Managing Instance-backed AWS Images

Recently, to support a client I needed to roll a custom Amazon Machine Image (AMI) development environment with a specific configuration of RStudio Server and assorted packages. While I needed to update this environment with the latest security fixes and package changes, with a relatively short total project time, it wasn’t worth spinning up additional infrastructure and investing time to create a Jenkins-driven automatic build pipeline. In this post, I’ll go over some of the alternative design choices I made in building and using this environment. Even though this project was exclusively a data science and R development engagement, having the ability to solve infrastructure related issues in the cloud kept me productive and cost-efficient.

Whenever possible, I use instance storage for my EC2 instances. This ephemeral storage is physically local to the host machine and is on SSD disks, giving performance that is hard to match on EBS without going for EBS-optimized instances, provisioned IOPS, and other (often expensive) tricks. It’s also completely free while with EBS you’re going to be paying some sort of charge (even if small). The downside is that instance storage truly is ephemeral. Kill that instance and the whatever was on the storage is gone. Stopping an instance backed with instance storage is also impossible (though reboots are fine). I was working with some fairly hefty instance sizes and wanted to minimize my infrastructure costs, leveraging spot instances to get the best possible rates for my compute time. To ensure that I wouldn’t loose data while working, I set up an AWS EFS mount for any persistent data. Should I loose an instance (which happened a few times during the total length of the project) I could always spin up a new machine, mount my home drives, and continue with minimal impact.

I was heavily using R Notebooks in RStudio to do interactive exploration and development on my data sets. This feature wasn’t yet GA and required that be running a preview version of RStudio Server. The preview release was fast moving in the final run up to the 1.0 RStudio release, with new updates coming out on a daily basis. Many of these changes didn’t affect my workflow, but there were occasional enhancements or bug fixes that I wanted to use. To capture these changes, I made a simple Packer workflow. This manually triggered process would grab a current Ubuntu image, apply the most current security fixes, then trigger a Chef run to install and configure all the R packages, RStudio Server, and development tools I needed. Finally, as spot instances don’t inherit the tags of the parent spot request (one of a fairly long list of personal gripes with AWS tagging), I deployed a tiny on-boot script to inspect the spot-request for tags and apply them to the launched instance, ensuring my project and cost accounting associated these correctly.

The AWS tool chain for creating instance-backed instances is showing a bit of neglect these days. While the AWS CLI has built in support for making EBS-backed instances, instance-backed AMIs requires a different toolchain. Getting this toolchain to work with Packer was also a little harder than I first expected, with custom bundle_vol_command and bundle_upload_command configurations required to successfully build the image. Not overly difficult and it all worked smoothly once I figured out the syntax, but it was a challenge I didn’t expect at the onset.

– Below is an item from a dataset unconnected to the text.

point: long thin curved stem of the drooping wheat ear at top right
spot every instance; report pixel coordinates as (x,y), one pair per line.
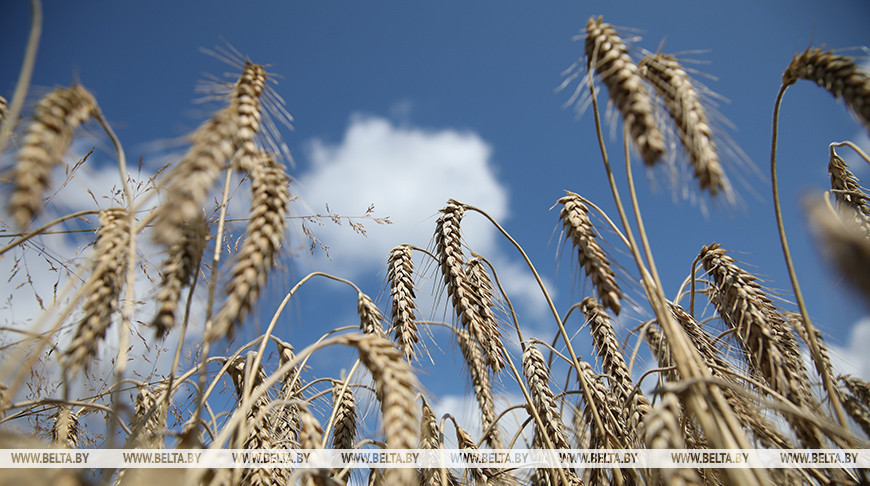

With the rapid changes in RStudio and some of the packages I was using, I was making new images on roughly a weekly scheduled. Another complication of instance-backed AMIs is that they are stored in user-managed S3 buckets, rather than as EBS snapshots and de-registering the image does not clean up the backing image files. Left untended, this can result in gigabytes of unused data files hanging out in S3. To manage this, I made a scheduled Lambda function(code provided) that would go out on a weekly basis, loop through all the AMIs I owned, and both de-registered and delete the backing S3 files for all but the most current for each given image type (identified via a tagging system).

Actual deployment of the environment was handled via a Terraform configuration file which looks for the most recent image matching a defined set of tags and launches the image, setting up all the VPCs, security groups, EFS endpoints, and other infrastructure. I use independent VPCs for every project I perform (and will be looking at independent accounts now that AWS is rolling out the long-hoped for organizational management APIs). My Terraform processes leverage a common shared infrastructure remote state for things such as Route53 zones, EFS file systems, monitoring & logging, etc., but all the details on Lambdas, EC2, VPCs, etc. are completely dedicated to the project. This way I maintain positive control over the infrastructure and costs associated with each project.

All told, getting the build process up and running was perhaps a day and a half of total work. Now that I have some established patterns for how to do builds and management, other environments can be set up in a fraction of that time.